Barnes stood. “You said you were a cop and I gave you the chance to prove it. Plain view and incident to with all necessary criteria laid out just like it is on the detective’s exam? You passed with flying colors. Only a cop’s going to know that stuff.”

He left and was gone far longer than a minute. Pine had actually put her head down on the table and fallen asleep. Whatever they had used on her to knock her out had really kicked her ass.

She woke up when the door opened.

“Well, well, so we meet again.”

FBI Special Agent Eddie Laredo looked down at her, an incredulous grin on his face.

As Pine looked up at him, she was both extraordinarily happy to see him, but also wanted to strangle him just to wipe the smirk off his features.

It might have been a very good thing that she was bolted to the floor.

Chapter 32

This sounds like some serious crap you’re involved in,” said Laredo as he drove Pine back to Newark where her car was. It was late the following morning, and Pine had spent much of the ride filling Laredo in on what had happened.

Pine had given her statement to the NYPD, turned over her clothes for evidence, had photos taken of the blood spatter on her body, and then been released. They had given her blue hospital scrubs and flip-flops in place of her clothes, and she had left the precinct with Laredo.

“Story of my life, Eddie.”

“And this CID guy you’re working with?”

“John Puller, yeah.”

“You talked to him?”

“I haven’t talked to anyone, other than Carol Blum on your phone.”

“All this pushback you’ve been getting from the locals and the feds, that’s really troublesome, Atlee.”

“You think I don’t know that?”

“And this lowlife Tony Vincenzo playing with the big boys in that penthouse? How does that make sense?”

“I don’t know. Maybe they like to keep the foot soldiers happy. Hell, it’s probably empty except when they let the riffraff come up to play. But it is bizarre.”

“Well, I wish you luck. Sounds like you’re going to need it.”

He dropped her at her car, where Blum was going to meet her.

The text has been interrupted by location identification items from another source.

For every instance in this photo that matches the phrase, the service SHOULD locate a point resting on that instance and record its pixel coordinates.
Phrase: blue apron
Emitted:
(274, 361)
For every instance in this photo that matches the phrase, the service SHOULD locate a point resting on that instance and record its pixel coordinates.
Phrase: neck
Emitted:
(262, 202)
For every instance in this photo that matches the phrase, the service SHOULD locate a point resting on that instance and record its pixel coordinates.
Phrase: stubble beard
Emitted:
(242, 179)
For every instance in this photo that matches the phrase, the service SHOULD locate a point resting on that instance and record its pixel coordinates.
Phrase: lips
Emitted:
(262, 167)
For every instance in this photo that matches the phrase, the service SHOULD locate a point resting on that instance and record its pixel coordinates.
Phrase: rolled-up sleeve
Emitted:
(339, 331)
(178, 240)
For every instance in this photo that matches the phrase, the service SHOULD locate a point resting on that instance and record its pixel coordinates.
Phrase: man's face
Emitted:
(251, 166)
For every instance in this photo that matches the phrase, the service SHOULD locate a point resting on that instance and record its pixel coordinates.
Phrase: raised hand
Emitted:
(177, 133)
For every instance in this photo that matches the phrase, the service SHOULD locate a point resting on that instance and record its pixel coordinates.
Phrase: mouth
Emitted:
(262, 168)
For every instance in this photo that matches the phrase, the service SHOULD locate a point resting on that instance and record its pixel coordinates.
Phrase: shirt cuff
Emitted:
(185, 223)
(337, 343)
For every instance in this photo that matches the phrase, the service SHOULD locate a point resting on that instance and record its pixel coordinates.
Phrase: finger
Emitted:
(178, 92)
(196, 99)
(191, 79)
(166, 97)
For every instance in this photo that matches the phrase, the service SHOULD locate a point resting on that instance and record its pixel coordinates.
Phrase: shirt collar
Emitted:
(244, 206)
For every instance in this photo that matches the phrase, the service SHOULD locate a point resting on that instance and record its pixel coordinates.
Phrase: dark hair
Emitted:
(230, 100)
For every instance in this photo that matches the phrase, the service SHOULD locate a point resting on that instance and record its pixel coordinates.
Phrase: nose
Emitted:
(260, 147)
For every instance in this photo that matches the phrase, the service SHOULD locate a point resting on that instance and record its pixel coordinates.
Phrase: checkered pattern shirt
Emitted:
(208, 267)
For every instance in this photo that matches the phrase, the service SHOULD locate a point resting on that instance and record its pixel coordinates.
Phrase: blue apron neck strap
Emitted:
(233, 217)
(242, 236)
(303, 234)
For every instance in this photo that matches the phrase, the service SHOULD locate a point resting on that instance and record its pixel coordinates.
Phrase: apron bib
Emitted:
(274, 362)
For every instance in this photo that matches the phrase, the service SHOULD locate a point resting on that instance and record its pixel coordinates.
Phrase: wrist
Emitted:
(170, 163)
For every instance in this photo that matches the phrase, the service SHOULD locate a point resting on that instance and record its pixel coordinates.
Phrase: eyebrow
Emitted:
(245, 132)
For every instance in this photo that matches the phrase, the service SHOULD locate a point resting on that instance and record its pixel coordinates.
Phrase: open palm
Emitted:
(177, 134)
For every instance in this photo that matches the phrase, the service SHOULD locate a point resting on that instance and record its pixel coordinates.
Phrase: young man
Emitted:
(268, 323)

As Laredo pulled away, Blum drove up in an Uber. She got out, walked over, and gave Pine a hug.

When Blum stepped back, Pine saw the other woman’s strained features. “I’m fine, Carol, I really am.”

“I know,” Blum said in a hushed voice. “But it was close, wasn’t it?”

“It was,” she conceded.

She held up a spare set of car keys for the rental. “Now, let’s get you back to the hotel and cleaned up.”

They drove back to the hotel and Pine did just as Blum had suggested. The hot water took off the blood and grime. She stood in the shower for at least thirty minutes, letting both the stink and another woman’s blood flow off her. As she watched the red swirl down the drain, she leaned her forehead against the tile of the shower wall and started to sob. She wasn’t sure why — no, maybe part of her did know.

Lindsey Axilrod played me like a fiddle. And Sheila Weathers is dead because of it.